Good news for pre-med students concerned about a lack of MCAT seats before the test changes in 2015: the maker of the exam (the Association of American Medical Colleges) has added October and November test dates in 2014. These additional testing dates are the first time in recent MCAT history that the exam will be offered later than September, which may help alleviate the rush to take the MCAT before changes hit. Historically, test changes have caused a surge of pre-change exam takers anxious to take a familiar test rather than an unknown, new exam -- a trend seen with GRE and GMAT test takers preceding recent changes to those tests.
In fact, a January 2014 Kaplan Test Prep survey of MCAT takers shows that most pre-med students believe the 2015 test will be more challenging than the current version. Among the results:
- A More Challenging Exam: 66% of pre-med students surveyed think the MCAT changes will make the new exam more difficult than the current one; just 8% say the changes will make the exam easier; 16% say the level of difficulty will stay about the same; 11% are unsure.
- New MCAT, New Material To Be Taught: A majority (56%) of pre-meds surveyed say that if the current exam included the new topics coming in 2015 (such as psychology, sociology, and more in-depth biochemistry), they wouldn't have been prepared for it. Note: Pre-med programs around the country are changing their curricula to ensure that all students who will take the new MCAT (current freshmen and sophomores) are prepared for the new exam’s content.

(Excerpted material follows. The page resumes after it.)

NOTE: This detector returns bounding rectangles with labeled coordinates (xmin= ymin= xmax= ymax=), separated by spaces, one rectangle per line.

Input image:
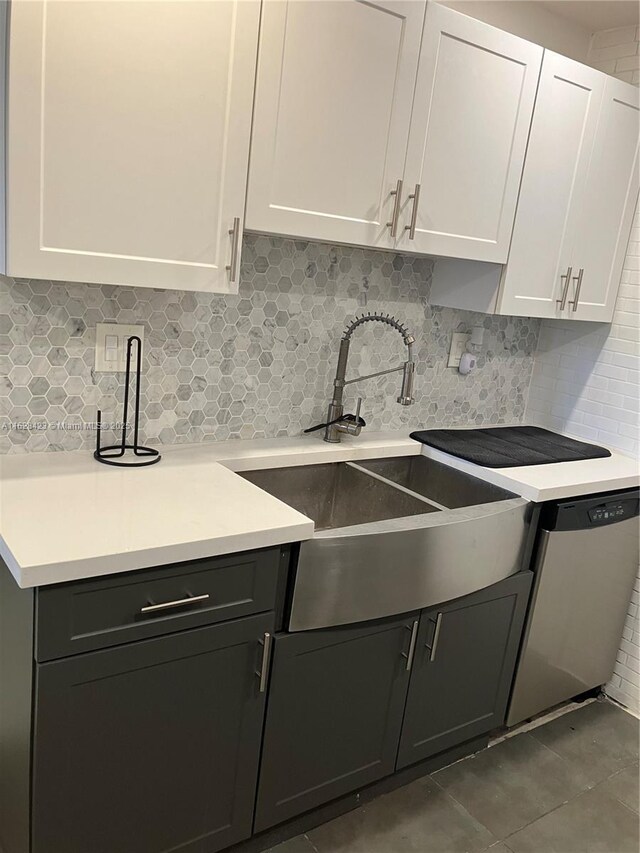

- A Deterrent to a Career in Medicine?: While a majority (55%) of pre-meds surveyed say the new MCAT will neither encourage nor discourage students from seeking a career in medicine, 39% think it will discourage future doctors; just 5% say the new exam will actually encourage students to pursue a career in medicine.
“This unprecedented addition of MCAT test dates in the fall is great news for pre-med students concerned about not being able to take the exam before it changes. In the past, many students have been forced to travel out of state to take the MCAT because of a lack of local seats,” said Aaron Lemon-Strauss, executive director of pre-med programs, Kaplan Test Prep. “We encourage students to reserve their MCAT testing spot as soon as they know when they want to take the test. This will give them one less thing to worry about as they navigate the medical school admissions process. Knowing exactly when Test Day is will provide students with even more focus as they prepare for the exam.”